Knowing the risks associated with cryptocurrency investment is also important
When you invest in cryptocurrencies or invest on your teen’s behalf, recognizing the potential crypto investment risks is important. Investments of any nature come with certain risks. But a few of these risks are more prevalent in the case of cryptocurrencies.
- Price Volatility
Price swings take place in all types of investments, but in the case of cryptocurrencies, the price swings are more dramatic. In the 90-day period from April to July 2022 the price of bitcoin fell by $40,000 to hit a low of below $18,000.
- Highly Speculative
Price fluctuations in the case of cryptocurrencies come by as arbitrary. They are not always subject to a company’s performance, as is in the case of stocks. This makes making assumptions on future success difficult.
- Regulatory Uncertainty
The regulation of cryptocurrencies is not necessarily conducted in the same way as the regulation of other financial assets. Securities and Exchange Commission (SEC) treats Bitcoin as a commodity and does not regulate investment in Bitcoin. But, it does have jurisdiction over ETFs, funds, which are the other investment products that invest in cryptocurrencies.
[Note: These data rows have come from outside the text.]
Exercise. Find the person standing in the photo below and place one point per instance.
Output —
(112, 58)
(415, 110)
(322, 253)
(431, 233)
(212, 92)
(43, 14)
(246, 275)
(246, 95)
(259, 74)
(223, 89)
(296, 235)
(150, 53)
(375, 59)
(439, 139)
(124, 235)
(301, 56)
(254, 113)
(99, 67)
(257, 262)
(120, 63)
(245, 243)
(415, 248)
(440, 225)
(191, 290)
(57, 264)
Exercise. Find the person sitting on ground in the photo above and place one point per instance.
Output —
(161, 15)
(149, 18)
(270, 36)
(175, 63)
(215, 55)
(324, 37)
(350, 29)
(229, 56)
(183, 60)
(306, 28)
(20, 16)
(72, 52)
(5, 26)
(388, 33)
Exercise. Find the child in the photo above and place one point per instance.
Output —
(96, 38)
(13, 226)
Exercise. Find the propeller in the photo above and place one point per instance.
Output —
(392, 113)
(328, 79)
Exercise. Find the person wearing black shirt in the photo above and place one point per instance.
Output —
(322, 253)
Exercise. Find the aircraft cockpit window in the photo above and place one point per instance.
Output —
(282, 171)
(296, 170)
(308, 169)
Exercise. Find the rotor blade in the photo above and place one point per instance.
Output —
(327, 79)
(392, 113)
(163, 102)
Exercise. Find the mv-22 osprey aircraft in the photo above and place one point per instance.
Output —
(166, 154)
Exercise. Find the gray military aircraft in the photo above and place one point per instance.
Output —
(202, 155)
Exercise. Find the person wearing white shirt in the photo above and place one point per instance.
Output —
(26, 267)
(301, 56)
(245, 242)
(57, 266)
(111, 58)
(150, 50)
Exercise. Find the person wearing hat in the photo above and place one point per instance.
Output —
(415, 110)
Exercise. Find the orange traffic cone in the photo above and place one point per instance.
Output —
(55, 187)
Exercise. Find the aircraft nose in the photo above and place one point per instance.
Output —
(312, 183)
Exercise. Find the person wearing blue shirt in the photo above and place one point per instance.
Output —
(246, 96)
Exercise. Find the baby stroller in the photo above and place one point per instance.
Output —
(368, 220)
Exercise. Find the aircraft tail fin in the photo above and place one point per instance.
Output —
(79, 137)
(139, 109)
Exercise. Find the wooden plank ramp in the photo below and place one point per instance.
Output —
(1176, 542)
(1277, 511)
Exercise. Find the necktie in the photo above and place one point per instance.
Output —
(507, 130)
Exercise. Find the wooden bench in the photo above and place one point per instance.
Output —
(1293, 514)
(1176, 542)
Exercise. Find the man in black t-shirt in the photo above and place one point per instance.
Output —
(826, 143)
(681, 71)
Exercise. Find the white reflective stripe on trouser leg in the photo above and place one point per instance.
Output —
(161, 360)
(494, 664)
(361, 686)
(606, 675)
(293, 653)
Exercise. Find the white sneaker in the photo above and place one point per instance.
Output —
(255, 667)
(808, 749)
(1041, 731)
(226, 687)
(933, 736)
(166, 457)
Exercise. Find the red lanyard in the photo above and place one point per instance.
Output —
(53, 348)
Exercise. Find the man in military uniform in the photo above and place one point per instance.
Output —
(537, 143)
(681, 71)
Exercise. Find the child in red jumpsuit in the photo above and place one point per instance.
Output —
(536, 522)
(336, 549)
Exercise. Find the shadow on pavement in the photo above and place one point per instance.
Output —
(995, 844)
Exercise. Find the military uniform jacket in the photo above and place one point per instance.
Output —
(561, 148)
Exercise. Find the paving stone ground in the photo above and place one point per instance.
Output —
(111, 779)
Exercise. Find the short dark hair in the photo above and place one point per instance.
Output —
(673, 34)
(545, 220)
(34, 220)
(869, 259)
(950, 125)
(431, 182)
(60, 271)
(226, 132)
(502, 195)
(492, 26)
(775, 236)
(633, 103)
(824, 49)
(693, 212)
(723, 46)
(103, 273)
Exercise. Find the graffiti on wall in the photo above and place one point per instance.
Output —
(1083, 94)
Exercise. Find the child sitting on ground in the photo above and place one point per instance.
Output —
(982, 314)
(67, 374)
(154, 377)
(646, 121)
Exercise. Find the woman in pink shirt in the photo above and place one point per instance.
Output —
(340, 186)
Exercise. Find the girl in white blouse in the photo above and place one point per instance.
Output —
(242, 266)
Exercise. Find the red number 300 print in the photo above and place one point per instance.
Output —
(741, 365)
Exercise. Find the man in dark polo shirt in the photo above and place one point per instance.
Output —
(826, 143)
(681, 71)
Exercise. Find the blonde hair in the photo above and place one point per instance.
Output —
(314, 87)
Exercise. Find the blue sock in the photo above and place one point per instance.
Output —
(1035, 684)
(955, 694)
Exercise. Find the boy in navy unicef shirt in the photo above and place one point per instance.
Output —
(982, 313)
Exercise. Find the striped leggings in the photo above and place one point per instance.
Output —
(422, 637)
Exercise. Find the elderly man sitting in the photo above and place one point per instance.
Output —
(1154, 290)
It should also be noted that even as Bitcoin has been defined as a commodity, not all cryptocurrencies are. In SEC’s opinion, several cryptocurrencies sold via initial coin offerings need to be registered with it.
Just like there is insufficient clear regulation for cryptocurrencies, there is a lack of regulation for cryptocurrency exchanges as well. It is a must for brokerage firms and exchange where one buys stocks to meet some regulatory standards. But this is not the case for cryptocurrency trading platforms.
- Risk of Fraud
Scams and frauds are found in all cryptocurrency markets. But in the case of cryptocurrency, they are even more prevalent. With insufficient regulation in crypto space, the odds of occurrence of fraud become greater still. Taking a look at red flags delivers the odds of occurrence of fraud.
- Insufficient insurance
For recovering your resources, no recourse prevails in case the cryptocurrency exchange holding your asset goes out of business or the assets instantly disappear from your trading account.
Alternatives to cryptocurrency investments that you may choose
Beyond cryptocurrencies, the three primary options for investing for your teen are cash, bonds, and stocks.
Stocks, called equities let an investor to buy a share of ownership in a corporation.
Bonds are debt securities and their market capitalization makes them popular. They are known to provide a good interest income. This interest income may be reinvested in other assets as well.
Taxing in cryptocurrencies
For tax purposescryptocurrencies are treated like property. In case you sell a cryptocurrency for a higher price than you sold it for, the transaction may be subject to capital gains taxes. Taxes may similarly be incurred for using cryptocurrencies to pay for services and goods.